Couples Therapy
Let’s do this together.
Do you both want to do the work?
We start with honesty. Not the barbed kind, but the kind that allows for an interplay. When we’re at an impasse, it’s difficult to imagine that two opinions and two sets of needs could co-exist in one relationship.
My job is to help you do that. My job is to help you communicate in ways that allow you to have difficult, nuanced conversations with two perspectives. I want both partners to leave my office feeling deeply understood.
When we start getting honest, we can get to the heart of the matter. We can start to know what went wrong, and we can learn how to sort it out.
We all develop relationship habits from our childhoods. Some of these habits are caring and kind, but some of our habits might be unconscious (i.e., outside of our own awareness) and unconsciously detrimental.
My job is to help you gain awareness of what you’re doing in the relationship (both productively and detrimentally) so you can get a handle on how you really want to treat each other and start creating behaviors that nourish your bond.
What can you get out of couples counseling?
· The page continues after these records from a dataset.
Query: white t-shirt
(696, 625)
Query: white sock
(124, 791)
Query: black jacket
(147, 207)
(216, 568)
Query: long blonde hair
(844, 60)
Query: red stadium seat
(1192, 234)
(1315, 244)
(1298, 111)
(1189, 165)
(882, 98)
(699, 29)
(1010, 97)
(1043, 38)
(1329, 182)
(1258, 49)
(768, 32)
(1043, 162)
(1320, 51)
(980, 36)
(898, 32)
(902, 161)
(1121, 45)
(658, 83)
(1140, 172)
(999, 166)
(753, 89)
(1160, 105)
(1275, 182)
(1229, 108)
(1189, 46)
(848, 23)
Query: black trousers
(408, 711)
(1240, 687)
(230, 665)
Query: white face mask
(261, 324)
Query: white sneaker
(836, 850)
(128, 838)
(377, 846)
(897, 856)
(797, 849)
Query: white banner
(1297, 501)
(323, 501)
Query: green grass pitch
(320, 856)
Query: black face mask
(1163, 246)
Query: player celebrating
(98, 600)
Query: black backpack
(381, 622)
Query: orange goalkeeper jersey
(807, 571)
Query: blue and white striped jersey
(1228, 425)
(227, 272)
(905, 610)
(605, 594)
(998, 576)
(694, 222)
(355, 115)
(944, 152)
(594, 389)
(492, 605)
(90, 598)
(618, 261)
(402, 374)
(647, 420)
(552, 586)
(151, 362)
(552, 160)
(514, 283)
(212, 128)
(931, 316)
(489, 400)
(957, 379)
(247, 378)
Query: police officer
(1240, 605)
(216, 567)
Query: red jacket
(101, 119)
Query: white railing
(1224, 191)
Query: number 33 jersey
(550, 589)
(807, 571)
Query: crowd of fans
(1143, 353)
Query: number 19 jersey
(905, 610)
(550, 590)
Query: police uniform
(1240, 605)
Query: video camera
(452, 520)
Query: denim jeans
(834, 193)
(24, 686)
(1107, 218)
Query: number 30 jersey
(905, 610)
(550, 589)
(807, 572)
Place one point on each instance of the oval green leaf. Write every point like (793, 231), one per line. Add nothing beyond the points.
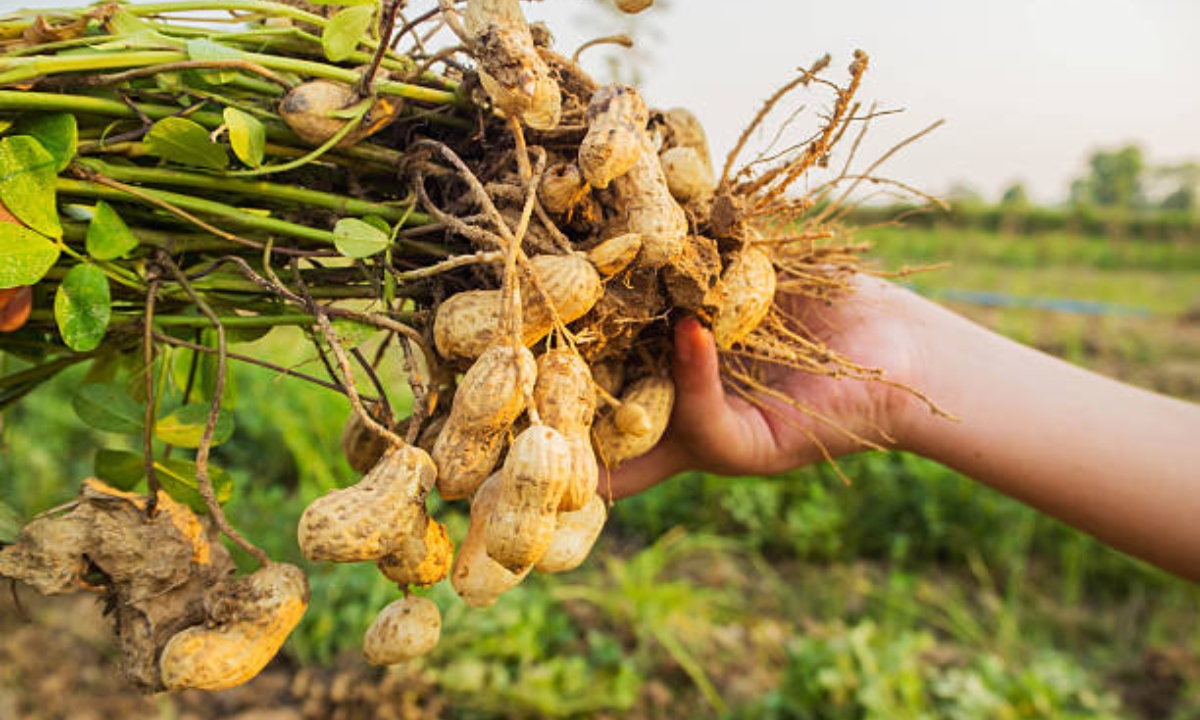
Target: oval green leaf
(109, 408)
(27, 184)
(358, 239)
(247, 136)
(185, 142)
(25, 256)
(58, 133)
(108, 237)
(83, 305)
(345, 30)
(179, 479)
(120, 468)
(184, 426)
Here are some of the things couples learn with me:
How to listen (really listen!)
How to respond to feedback non-defensively
How to understand patterns of conflict
How to move from conflict into productive, love-engendering behaviors
How to have difficult conversations
How to understand, accept and respect important differences
How to communicate in ways that allow for greater closeness
How to repair trust if trust has been broken
How to prioritize the relationship and give it value
How to take responsibility for both the individual’s and the relationship’s needs
How to say “Yes” to what feels good
How to create boundaries and say “No” in ways that foster the connection
How to build habits that make the other feel cherished and loved
My client couples learn how to work through conflict and return to the connection.
It’s not always easy, but it’s worth every bit of the effort.